Total Cash and Short-Term Investments

Q1 2022

$7.47 billion

$7.78 billion

$9.51 billion

$43.9 billion

Q4 2021

$10.3 billion

$12.2 billion

$20.1 billion

$48.0 billion

Q3 2021

$9.19 billion

$9.71 billion

$14.4 billion

$58.1 billion

Q2 2021

$10.4 billion

$8.38 billion

$7.08 billion

$64.1 billion

Data source: Meta Platforms.

But what about the billions spent on the metaverse?

Meta dipping into its massive hoard of cash for share repurchases is significant. The company has reached a new chapter in its existence as its social apps mature and the company begins to nurture new avenues of expansion. Having stayed on for nearly a decade and a half of this chapter, Sandberg's departure at this juncture makes sense.

But what about all this money being spent on the metaverse? After all, Meta is delivering on CEO Mark Zuckerberg's outlook and is on track to incur about $10 billion in operating losses from Reality Labs, the segment primarily made up of the virtual reality business, which racked up $2.96 billion in operating losses in Q1.  

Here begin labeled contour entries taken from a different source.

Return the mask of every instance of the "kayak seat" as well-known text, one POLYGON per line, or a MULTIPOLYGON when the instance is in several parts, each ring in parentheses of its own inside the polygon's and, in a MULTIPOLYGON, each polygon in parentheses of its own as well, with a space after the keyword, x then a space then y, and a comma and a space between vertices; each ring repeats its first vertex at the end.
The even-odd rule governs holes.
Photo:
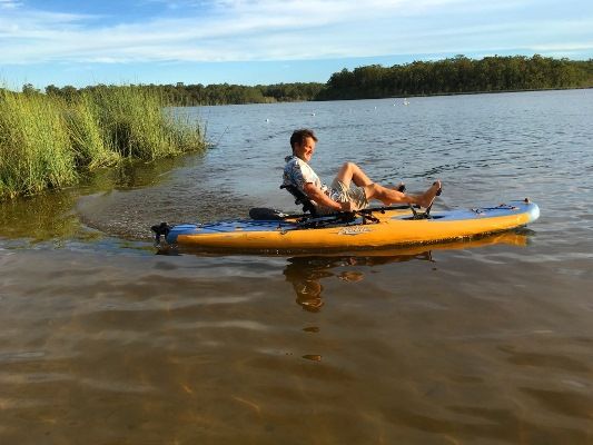
POLYGON ((303 212, 310 214, 313 217, 317 217, 317 207, 309 199, 307 195, 300 191, 297 187, 290 184, 283 184, 280 188, 286 189, 290 195, 295 197, 295 204, 297 206, 303 206, 303 212))

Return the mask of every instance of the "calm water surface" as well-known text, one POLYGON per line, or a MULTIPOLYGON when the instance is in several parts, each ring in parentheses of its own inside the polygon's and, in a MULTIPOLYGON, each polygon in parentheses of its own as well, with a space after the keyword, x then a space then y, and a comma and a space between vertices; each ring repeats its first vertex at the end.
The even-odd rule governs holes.
POLYGON ((593 443, 593 90, 205 107, 204 155, 2 204, 2 444, 593 443), (155 255, 294 209, 287 139, 527 229, 333 256, 155 255))

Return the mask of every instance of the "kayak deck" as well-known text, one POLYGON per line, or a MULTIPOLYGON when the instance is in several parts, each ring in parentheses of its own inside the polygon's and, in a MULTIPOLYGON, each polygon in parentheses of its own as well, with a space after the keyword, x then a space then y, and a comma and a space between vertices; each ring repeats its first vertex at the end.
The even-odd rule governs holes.
MULTIPOLYGON (((526 200, 507 205, 434 211, 414 219, 411 209, 376 209, 343 222, 318 218, 318 227, 297 218, 283 220, 227 220, 174 226, 167 244, 225 250, 320 250, 419 245, 471 238, 522 227, 536 220, 540 209, 526 200)), ((316 221, 313 221, 314 225, 316 221)))

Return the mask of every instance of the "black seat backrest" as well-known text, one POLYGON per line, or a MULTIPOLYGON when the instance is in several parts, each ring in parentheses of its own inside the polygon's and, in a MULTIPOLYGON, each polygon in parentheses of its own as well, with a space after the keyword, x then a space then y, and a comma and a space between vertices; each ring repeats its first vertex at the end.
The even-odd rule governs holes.
POLYGON ((312 216, 317 216, 317 207, 313 201, 309 199, 307 195, 305 195, 303 191, 300 191, 297 187, 290 185, 290 184, 283 184, 280 188, 285 188, 295 197, 295 204, 297 206, 303 206, 303 211, 305 214, 310 214, 312 216))

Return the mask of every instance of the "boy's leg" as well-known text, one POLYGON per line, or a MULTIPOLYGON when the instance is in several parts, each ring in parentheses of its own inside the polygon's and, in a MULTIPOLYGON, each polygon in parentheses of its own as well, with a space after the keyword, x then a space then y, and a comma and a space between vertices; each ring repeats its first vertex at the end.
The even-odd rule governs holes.
POLYGON ((346 187, 349 187, 350 182, 354 182, 358 187, 366 187, 373 184, 360 167, 354 162, 345 162, 336 175, 336 179, 342 181, 346 187))
POLYGON ((370 184, 365 187, 365 192, 367 199, 377 199, 386 206, 402 202, 417 204, 421 207, 428 207, 436 197, 436 192, 439 188, 441 181, 437 180, 422 195, 406 195, 402 191, 393 190, 378 184, 370 184))

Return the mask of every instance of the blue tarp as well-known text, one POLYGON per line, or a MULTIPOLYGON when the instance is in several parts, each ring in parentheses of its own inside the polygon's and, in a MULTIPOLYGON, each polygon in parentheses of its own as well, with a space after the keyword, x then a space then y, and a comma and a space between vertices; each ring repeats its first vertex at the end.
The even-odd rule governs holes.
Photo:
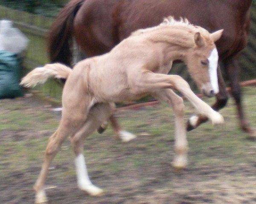
POLYGON ((21 70, 20 60, 17 54, 0 51, 0 99, 23 95, 19 85, 21 70))

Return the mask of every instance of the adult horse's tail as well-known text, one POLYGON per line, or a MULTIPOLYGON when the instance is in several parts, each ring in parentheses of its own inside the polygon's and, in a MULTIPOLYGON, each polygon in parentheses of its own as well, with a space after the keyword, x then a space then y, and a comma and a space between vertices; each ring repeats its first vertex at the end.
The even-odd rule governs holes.
POLYGON ((61 10, 50 28, 47 48, 51 62, 70 65, 74 19, 85 0, 72 0, 61 10))
POLYGON ((33 69, 21 80, 20 85, 24 87, 34 87, 38 84, 43 84, 50 77, 67 79, 72 70, 59 63, 48 64, 43 67, 33 69))

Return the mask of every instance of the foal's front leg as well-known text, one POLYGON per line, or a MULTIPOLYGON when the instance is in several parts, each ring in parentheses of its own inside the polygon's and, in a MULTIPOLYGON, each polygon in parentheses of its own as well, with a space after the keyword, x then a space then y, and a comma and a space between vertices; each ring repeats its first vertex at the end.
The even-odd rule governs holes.
POLYGON ((152 94, 155 98, 172 106, 175 117, 175 150, 176 155, 172 165, 176 169, 186 167, 188 142, 184 124, 184 105, 182 98, 171 89, 162 90, 152 94))
POLYGON ((223 124, 222 116, 193 92, 189 84, 178 75, 155 74, 148 71, 141 71, 134 79, 134 90, 139 92, 152 93, 161 89, 176 89, 189 100, 199 113, 206 116, 213 125, 223 124))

Meta's overall profitability factors for these expenses. No one really knows what the metaverse will look like in a decade, but Meta is bound to learn some things and realize value from its spending spree along the way. In the meantime, the company has the financial firepower to keep spending on this new computing hardware segment and returning excess cash to shareholders. 

I believe the market is missing the big picture here. Meta's advertising business could be headed for further turbulence this year as the economy slows, but this social media empire is far from dead. It's highly profitable, still growing (albeit by a single-digit percentage), and is using gobs of its still very ample cash stockpile to repurchase stock. With a one-year forward price-to-earnings ratio of just 13.5, an awful lot of negativity is already baked into the stock.  

Given an abundance of economic worry, Meta looks like it has exactly the kind of business metrics that will be rewarded by the market right now. I remain a buyer here.